Foto: Missoma // Harris Reeds Kollaboration mit dem Schmucklabel Missoma

Foto: dpa // Harris Reed (links) und Iman bei der Met-Gala in New York
Der 1. Februar 2011 ist vermutlich der bis dato beste Tag im Leben des damals 15-jährigen Harris Reed. Die "Teen Vogue" veröffentlicht ein Mini-Interview mit ihm -in der Kategorie "Best Dressed Reader of the Day". Auf dem dazugestellten Porträt trägt er hellgraues American-Apparel-Hemd, eine Vintage-Hose von Ralph Lauren, dazu eine Lanvin-Krawatte und einen D&Y-Schal. "Ich mag es, Dinge zu mischen und zu kombinieren, die man normalerweise nicht miteinander kombinieren würde", erklärt er seine Wahl. Er schaut selbstbewusst, ernst in die Kamera, sein rotes Haar zurückgegelt, in der Hand ungefährer acht "Teen Vogue"-Ausgaben, gefächert, die ihn als treuen Leser auszeichnen.

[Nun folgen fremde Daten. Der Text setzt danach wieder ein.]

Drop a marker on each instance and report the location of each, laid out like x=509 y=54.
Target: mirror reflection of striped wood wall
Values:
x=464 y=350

Knapp 20 Jahre später wird Harris Reed Teil einer der meistdiskutierten "Vogue"-Ausgaben aller Zeiten. Ende 2020 beauftragt Chefredakteurin Anna Wintour ihn, ein Outfit für ein besonderes Editorial zu kreieren, weniger als sechs Tage hat er dafür Zeit, die er bis zur letzen Sekunde nutzt. Das Ergebnis ist ein Oversized-Blazer mit scharfgeschnittenen, kastigen Schultern, eine überlange, weite Anzughose, beides in schwarz. Darüber sitzt ein schwarzer Reifrock, ein ausladendes Gestell, auf dem ein Rock aus weißem Tüll und pinkem Satin thront. Eine Kreation, beispielhaft für Reeds genderfluide, romantische doch dramatische Designs.
"Als ich diesen Look kreierte, wollte ich ironisch sein und den englischen Humor einbinden, mit etwa der Hälfte eines außergewöhnlichen Ballkleides und der anderen Hälfte eines Savile Row Anzuges mit einer 70er Jahre Schulter", erklärte Reed. Tragen wird den extra angefertigten Look der Sänger Harry Styles, für ein Editorial der "Vogue", deren Cover er in einem Gucci-Kleid ziert. Es ist das erste Mal, dass ein Mann allein auf dem Titel des weltberühmten Modemagazins abgebildet wird. Spätestens ab jetzt blickt die Welt, allen voran die der Mode, aufmerksam auf Harris Reed. Den feengleichen Modedesigner mit langem rotem Haar, der mit seinen schlanken 1,93 Metern - meist noch verlängert durch Plateau-Absätze - selbst einer Modeskizze gleicht. Und der zu diesem Zeitpunkt schon jahrelang mit Styles zusammenarbeitet, genauso wie mit Gucci-Creative Director Alessandro Michele. Außerdem hat Reed bereits Kleidung für Miley Cyrus, Selena Gomez und Solange Knowles entworfen.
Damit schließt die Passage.